For some time, BPC and Soyuzkali will legally coexist in parallel but at a certain point of time business will be fully transferred to Soyuzkali and the contracts will be renegotiated, Vladislav Baumgertner said. "As soon as Soyuzkali starts working normally, we will leave BPC", he added.
However, the question of expediency of transfer of a number of regulatory functions to a new potassium trader remains one of the most sensitive for the Belarusian government. Concerned Belarusian officials still do not have concurrent views about it. It is no coincidence that Uladzimir Siamashka pointed out repeatedly earlier that while Soyuzkali would be registered in Switzerland, the field of competence of this company would remain in Minsk. As he said, "BPC will operate in accordance with the same algorithm as before".

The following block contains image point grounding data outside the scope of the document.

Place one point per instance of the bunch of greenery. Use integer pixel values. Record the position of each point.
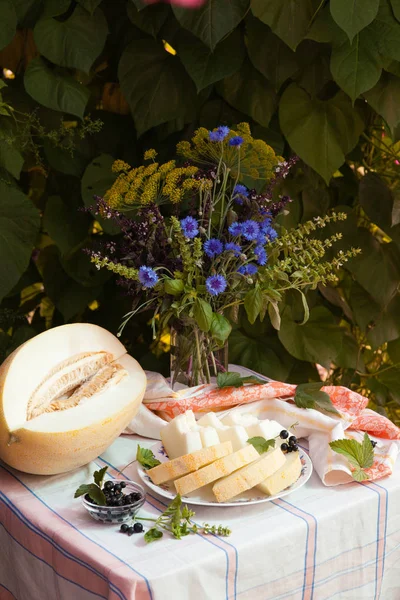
(317, 77)
(203, 243)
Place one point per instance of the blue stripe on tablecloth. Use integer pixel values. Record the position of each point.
(81, 532)
(206, 539)
(51, 566)
(7, 590)
(55, 545)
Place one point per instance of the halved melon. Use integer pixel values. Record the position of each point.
(65, 396)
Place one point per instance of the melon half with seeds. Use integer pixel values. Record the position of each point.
(65, 396)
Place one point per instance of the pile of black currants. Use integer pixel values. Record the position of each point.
(291, 444)
(115, 496)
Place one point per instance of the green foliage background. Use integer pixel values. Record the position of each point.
(315, 77)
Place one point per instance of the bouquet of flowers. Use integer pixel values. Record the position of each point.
(198, 241)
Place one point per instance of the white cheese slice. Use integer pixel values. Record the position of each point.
(248, 477)
(210, 420)
(266, 429)
(236, 434)
(237, 418)
(283, 477)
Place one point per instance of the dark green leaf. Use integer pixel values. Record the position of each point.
(261, 444)
(232, 379)
(58, 92)
(253, 303)
(213, 21)
(74, 43)
(146, 458)
(64, 227)
(149, 20)
(173, 286)
(10, 158)
(93, 491)
(250, 93)
(203, 314)
(338, 124)
(269, 54)
(97, 179)
(309, 395)
(206, 67)
(153, 534)
(8, 22)
(319, 340)
(356, 67)
(98, 476)
(384, 99)
(360, 455)
(353, 15)
(19, 226)
(149, 75)
(220, 328)
(290, 20)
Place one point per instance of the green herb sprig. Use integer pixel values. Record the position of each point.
(177, 521)
(94, 490)
(360, 455)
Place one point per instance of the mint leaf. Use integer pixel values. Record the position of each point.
(146, 458)
(98, 476)
(359, 455)
(152, 534)
(261, 444)
(93, 491)
(309, 395)
(232, 379)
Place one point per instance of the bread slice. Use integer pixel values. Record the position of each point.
(249, 476)
(216, 470)
(188, 463)
(283, 477)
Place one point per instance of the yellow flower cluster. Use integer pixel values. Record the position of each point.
(257, 159)
(151, 183)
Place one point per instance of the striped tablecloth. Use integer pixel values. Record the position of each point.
(319, 543)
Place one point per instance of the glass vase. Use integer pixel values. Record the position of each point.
(195, 356)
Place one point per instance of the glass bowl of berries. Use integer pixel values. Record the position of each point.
(123, 500)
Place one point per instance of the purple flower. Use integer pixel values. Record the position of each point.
(190, 227)
(213, 247)
(219, 135)
(235, 248)
(238, 192)
(261, 255)
(236, 141)
(235, 229)
(250, 230)
(216, 284)
(249, 269)
(147, 276)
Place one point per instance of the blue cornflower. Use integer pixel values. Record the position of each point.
(249, 269)
(213, 247)
(261, 255)
(219, 135)
(235, 248)
(190, 227)
(235, 229)
(147, 276)
(236, 141)
(216, 284)
(250, 230)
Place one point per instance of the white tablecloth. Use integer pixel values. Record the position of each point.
(319, 543)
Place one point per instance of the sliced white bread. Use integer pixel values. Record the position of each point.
(189, 462)
(283, 477)
(216, 470)
(248, 477)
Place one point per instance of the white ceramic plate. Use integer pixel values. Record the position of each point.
(205, 496)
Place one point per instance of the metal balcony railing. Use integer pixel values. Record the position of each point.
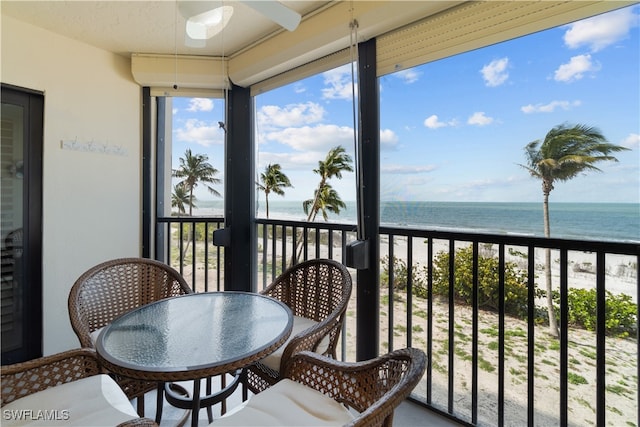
(493, 358)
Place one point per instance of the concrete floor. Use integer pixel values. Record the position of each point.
(408, 414)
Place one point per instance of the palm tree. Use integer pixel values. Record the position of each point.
(180, 199)
(325, 199)
(566, 152)
(194, 169)
(336, 162)
(273, 181)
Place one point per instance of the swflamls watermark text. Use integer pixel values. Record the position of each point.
(36, 414)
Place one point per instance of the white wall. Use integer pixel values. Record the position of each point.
(92, 200)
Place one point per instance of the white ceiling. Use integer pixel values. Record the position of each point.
(255, 49)
(153, 27)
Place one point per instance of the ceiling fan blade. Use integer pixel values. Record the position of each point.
(277, 12)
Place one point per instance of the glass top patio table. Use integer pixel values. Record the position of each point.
(194, 336)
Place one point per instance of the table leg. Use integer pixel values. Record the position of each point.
(195, 408)
(209, 391)
(159, 402)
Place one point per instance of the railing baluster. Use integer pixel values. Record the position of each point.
(501, 335)
(451, 349)
(474, 368)
(409, 291)
(430, 317)
(601, 361)
(531, 314)
(564, 337)
(279, 251)
(392, 279)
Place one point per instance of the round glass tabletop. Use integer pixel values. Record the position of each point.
(195, 331)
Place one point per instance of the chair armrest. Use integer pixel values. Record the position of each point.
(374, 387)
(139, 422)
(23, 379)
(309, 339)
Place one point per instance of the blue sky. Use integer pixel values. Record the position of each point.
(455, 129)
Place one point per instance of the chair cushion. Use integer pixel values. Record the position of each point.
(91, 401)
(287, 403)
(300, 324)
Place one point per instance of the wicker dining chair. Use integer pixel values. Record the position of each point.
(113, 288)
(69, 386)
(317, 292)
(317, 390)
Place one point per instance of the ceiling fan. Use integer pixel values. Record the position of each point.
(203, 21)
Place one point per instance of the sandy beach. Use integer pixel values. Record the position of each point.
(621, 354)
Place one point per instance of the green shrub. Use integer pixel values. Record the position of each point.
(401, 275)
(515, 281)
(620, 311)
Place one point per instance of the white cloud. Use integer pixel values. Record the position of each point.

BPC earlier also pointed out in its official commentary that "change of jurisdiction of the company does not imply in this case an actual transfer of its office from Belarus to Switzerland" – "the activities of Soyuzkali will be coordinated from Minsk, while the company gets a number of new possibilities related to preferential tax treatment as well as to access to bank credit resources". Now, there is no word about any kind of coordination of activities of Soyuzkali from Minsk. At least, neither party speaks about it.
Earlier, Aliaksandr Lukashenka also said that "the potassium company should deal not only with sales of potash fertilizer but also of complex, mixed fertilizer", which is now in demand in the world market. It seems, however, that this issue is not among the Russian party's priorities.
The Russian shareholder does not exclude that Soyuzkali will deal with sales of other types of fertilizer along with the potassium chloride. "If it creates additional value and gives us some synergetic effect in the context of reducing costs, it will be possible. But it is not being studied seriously yet", Vladislav Baumgertner said in this regard.